What is the government’s justification for imprisoning people in their homes and allowing them out twice a day, for specific reasons stipulated by the state, and only after they have been granted permission? Citizens that ignore the decree and leave their home without approval are subject to a hefty fine if caught by the police patrolling the streets of what is increasingly resembling a police state. In the rest of Europe there are also lockdowns, but people can leave their homes whenever they choose to and as often as they like, because there is still an element of respect for citizens’ rights, in contrast to Cyprus where this respect been suspended in the name of public health.

This is part of the infantilisation of citizens we have been witnessing since the outbreak of the pandemic. Since then, the president, the health minister and epidemiologists have been treating citizens as children, condescendingly accusing them of being undisciplined, ignoring the safety measures, putting lives at risk and threatening them with tough punishment (stricter measures) if they did not behave! Even before the latest repressive measures several epidemiologists spoke publicly as if they were addressing children, assuring there would not be a full lockdown this time. There was, but it seems naughty children need to be lied to for their own good.

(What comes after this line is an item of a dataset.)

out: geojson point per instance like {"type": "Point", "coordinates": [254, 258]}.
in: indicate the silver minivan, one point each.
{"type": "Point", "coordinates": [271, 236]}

The blaming of undisciplined citizens and taking away their liberties, allegedly to protect them, has been a convenient way of diverting attention from the blunders committed by the government and its scientific team of advisors. The death toll rose significantly in the last few weeks not because of the reckless behaviour of citizens but because the authorities failed lamentably to protect the citizens most in need – the elderly. The virus entered old people’s homes in all districts because the authorities failed to carry out regular inspections to ensure that all the safety protocols were being observed. Health inspectors were too busy fining businesses for minor violations and booking shop assistants for not wearing a face mask, in keeping with the police state tactics, to bother with checks on care homes at which the truly vulnerable members of our society were living.

This was not the only government failure. For months now, the epidemiologists have been warning about a surge in infections during winter but the health ministry failed to prepare. It could have increased the number of hospital beds allocated for Covid-19 patients, it could have invested in more ventilators, it could have enlisted a couple of dozen personal doctors to help out and allocated the newly-hired nurses to the specific wards. It failed to do that, with Okypy only now in the process of opening new wards for patients in Larnaca and Paphos general hospitals; it could also have used wards in the Gesy-affiliated private hospitals. Had these steps been taken in advance perhaps there would have been no need for a lockdown, the main objective of which, according to the health minister, is “to give relief to the health system.”

Had the hospitals been prepared for the surge – the additional cost of this would have been a tiny fraction of what the lockdown will cost the economy – the lockdown may have been unnecessary, given that the epidemiological situation in Cyprus is much better than in most EU countries. We have 15 deaths per 100,000 residents, the second lowest in the EU, which would have been even lower if the government ensured care homes observed all health protocols.

It is with sensible, practical measures that public health would be protected and not through large-scale repression and the mass violation of citizens’ basic rights. People need to fight against this repression and a first step is leaving your house without sending an SMS for state permission. Free citizens in a democratic country do not need state permission to leave their house.